90 橋本治 幻冬舎文庫
私の好きな人はすぐ死んでしまうシリーズの一人である。ああ、なんて不吉な表現、と自分で自分を叱ってしまう。彼は晩年、ひどい借金を返すために必死に働いて、次々に著作を発表していた。これもその一つなのだろう。量産しても、どれもが読み応えある。だから早死にしちゃうのよ、悲しい。
まさしく人生相談そのものである。そして、結構うがった見方をしたり、とんでもない場所へ行ってしまうこともある橋本さんにしては、非常にまっとうに真正面から誠意を込めて回答がなされている。
相談は、仕事について、親子・兄弟について、生き方について、夫婦・恋人について、人づきあいについて、の五項目。それぞれにいくつかの相談が寄せられている。

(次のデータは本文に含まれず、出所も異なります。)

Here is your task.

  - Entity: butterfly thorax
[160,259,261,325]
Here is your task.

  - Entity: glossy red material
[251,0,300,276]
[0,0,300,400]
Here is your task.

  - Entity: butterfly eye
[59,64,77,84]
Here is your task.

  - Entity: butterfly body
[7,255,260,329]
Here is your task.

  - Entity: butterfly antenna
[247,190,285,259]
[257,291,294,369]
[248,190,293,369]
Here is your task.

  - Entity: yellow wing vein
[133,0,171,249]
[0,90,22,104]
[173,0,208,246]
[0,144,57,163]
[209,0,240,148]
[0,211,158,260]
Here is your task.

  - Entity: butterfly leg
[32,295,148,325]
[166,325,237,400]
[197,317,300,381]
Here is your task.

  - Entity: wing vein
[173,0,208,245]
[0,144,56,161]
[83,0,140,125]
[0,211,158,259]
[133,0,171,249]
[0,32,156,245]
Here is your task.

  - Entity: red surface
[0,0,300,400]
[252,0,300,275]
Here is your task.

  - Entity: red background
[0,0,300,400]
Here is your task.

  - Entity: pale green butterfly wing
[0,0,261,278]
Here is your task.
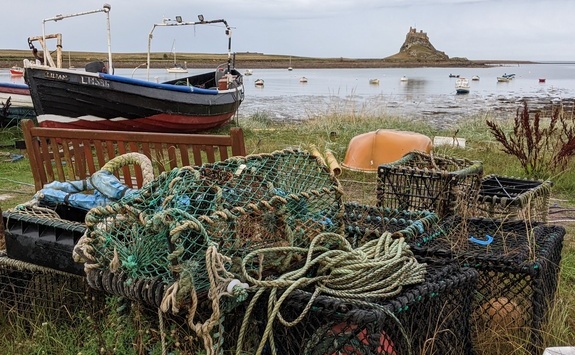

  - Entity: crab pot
[412,218,565,354]
[2,207,86,275]
[343,202,439,248]
[377,151,483,218]
[268,264,478,355]
[477,175,552,222]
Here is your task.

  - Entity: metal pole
[42,4,113,70]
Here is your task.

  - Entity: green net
[75,150,343,310]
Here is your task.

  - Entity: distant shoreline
[0,50,543,69]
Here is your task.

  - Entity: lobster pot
[274,264,478,355]
[343,203,439,247]
[377,151,483,218]
[79,151,343,306]
[477,175,552,223]
[412,218,565,354]
[0,253,104,322]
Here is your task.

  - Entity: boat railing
[28,4,114,72]
[147,15,232,83]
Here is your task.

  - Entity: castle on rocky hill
[385,27,465,62]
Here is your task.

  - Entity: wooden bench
[21,120,246,190]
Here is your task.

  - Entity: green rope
[236,232,426,355]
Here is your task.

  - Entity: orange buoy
[341,129,433,172]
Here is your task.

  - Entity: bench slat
[21,120,246,190]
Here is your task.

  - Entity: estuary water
[4,63,575,128]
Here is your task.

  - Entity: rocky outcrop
[385,27,467,62]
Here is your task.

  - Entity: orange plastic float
[341,129,433,172]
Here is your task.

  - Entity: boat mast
[42,4,114,73]
[147,15,232,80]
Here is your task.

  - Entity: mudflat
[0,49,532,69]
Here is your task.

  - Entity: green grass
[0,112,575,354]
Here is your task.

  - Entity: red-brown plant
[486,101,575,178]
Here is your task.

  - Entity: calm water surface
[0,63,575,127]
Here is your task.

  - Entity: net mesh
[75,150,343,306]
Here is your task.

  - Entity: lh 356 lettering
[80,76,110,88]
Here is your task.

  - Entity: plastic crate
[477,175,553,222]
[259,264,478,355]
[2,206,86,275]
[412,218,565,354]
[0,253,104,322]
[377,151,483,218]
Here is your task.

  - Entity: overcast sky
[0,0,575,61]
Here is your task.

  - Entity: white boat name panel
[80,76,110,88]
[44,71,69,81]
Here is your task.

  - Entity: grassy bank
[0,50,528,69]
[0,113,575,355]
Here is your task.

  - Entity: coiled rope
[236,232,426,355]
[100,152,154,184]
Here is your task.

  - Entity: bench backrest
[22,120,246,190]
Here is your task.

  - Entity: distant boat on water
[455,78,470,94]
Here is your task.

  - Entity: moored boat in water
[455,78,470,94]
[25,5,244,132]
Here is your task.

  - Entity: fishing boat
[166,40,188,73]
[25,5,244,133]
[455,78,469,94]
[497,73,515,83]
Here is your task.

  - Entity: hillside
[384,27,473,66]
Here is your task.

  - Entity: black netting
[412,218,565,353]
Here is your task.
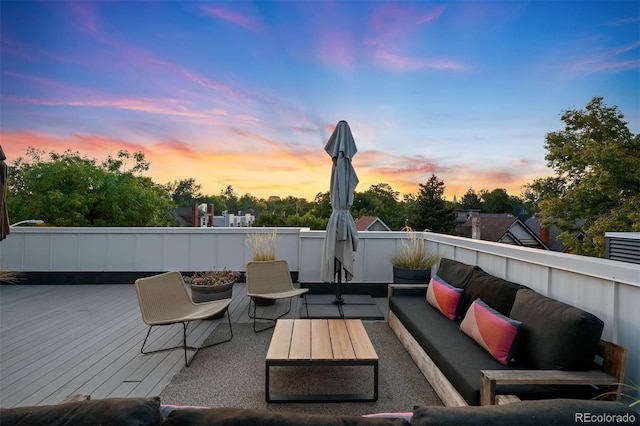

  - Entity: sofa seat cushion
[510,290,604,370]
[0,397,163,426]
[437,257,482,288]
[164,408,409,426]
[460,271,528,317]
[389,296,526,405]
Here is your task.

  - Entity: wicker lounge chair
[135,271,233,367]
[246,259,309,333]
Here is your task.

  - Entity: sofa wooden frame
[388,284,628,407]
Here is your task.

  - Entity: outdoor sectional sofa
[388,258,627,406]
[0,397,640,426]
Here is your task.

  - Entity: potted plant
[183,268,240,303]
[245,228,278,306]
[390,228,440,284]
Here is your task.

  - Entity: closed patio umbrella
[0,145,10,241]
[320,120,358,304]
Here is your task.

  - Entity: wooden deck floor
[0,283,387,408]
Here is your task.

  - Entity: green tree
[460,188,482,210]
[409,174,456,234]
[220,185,238,214]
[529,97,640,257]
[7,148,174,226]
[166,178,202,207]
[480,188,523,213]
[311,191,332,219]
[352,183,404,229]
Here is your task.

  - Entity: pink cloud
[565,41,640,73]
[372,51,467,71]
[0,36,33,60]
[366,3,444,44]
[318,30,355,69]
[68,2,100,35]
[201,6,264,32]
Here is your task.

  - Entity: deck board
[0,283,387,408]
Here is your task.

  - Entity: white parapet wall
[0,227,640,392]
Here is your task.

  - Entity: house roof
[355,216,391,231]
[461,213,549,250]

たとえば、仕事について。「やせてニキビ面で禿げているので上司に好かれず、安月給です。」という相談がある。これに対して彼は「飛躍しすぎでは。あなたは重要なあることを素っ飛ばしています。」と指摘する。身体的コンプレックスがあるために周囲となじめないのはわかる。だが、「コンプレックスがあるから上司には好かれず、査定も悪くなって自分だけ安月給」というのは飛躍である。痩せてニキビ面で禿げていても、どうして明るく陽気にできるんだろう、と思うような人も世の中にはいる。安月給というが、周りとうまくなじめないあなたが、なぜ周囲の人の給与額を知っているのか。本当に自分だけが安月給なのか。コンプレックスのせいで「近寄るな」オーラを自分が出しているのではないか。じゃ、どうすればいいかというと、とりあえずはまず笑う訓練をしてはどうだろう。
相談者は自分の視点と立ち位置から相談文を書いてくる。橋本治は、それを丁寧に読み解いて、違う論理を提出する。ズレた本質を見通して、本当の問題はここにある、と指摘する。世の中の相談の多くは、実はそういうものじゃないかと私も思う。本人が一番問題だと思っていることそれ自体はそんなに大きな問題ではなく、本当に最も重大な問題は、本人が目をそらしている場所にある。それを、いくつもの相談を通して彼は丁寧に指摘し続ける。実は悩みというものは、別の場所にあるのだよ、あなたがこう考えれば、こう見れば、それは大したことではなくなるのだよ、それよりも、こっちを気にしなさいね、と。
カウンセラーはあまり口を挟まずに相談者にまずは語らせるというが、たぶん、橋本治も本質的には同じことをしているのではないか。本人が一番気にしていることではない場所に潜む問題、物事の本質、悩みの本当の姿を相談文から掘り起こし、読み解き、ここですよ、この部分について考えてはどうですか、と語りかける。それこそが誠実というものじゃないか、と思えてくる。
橋本治、やっぱりただものではなかった。ありふれた悩み事相談で、わかりやすい普通の言葉を使って答えているだけなのだが、よく読むと結構深いぞ。そこが、橋本治なのである。惜しい人をなくしたなあ。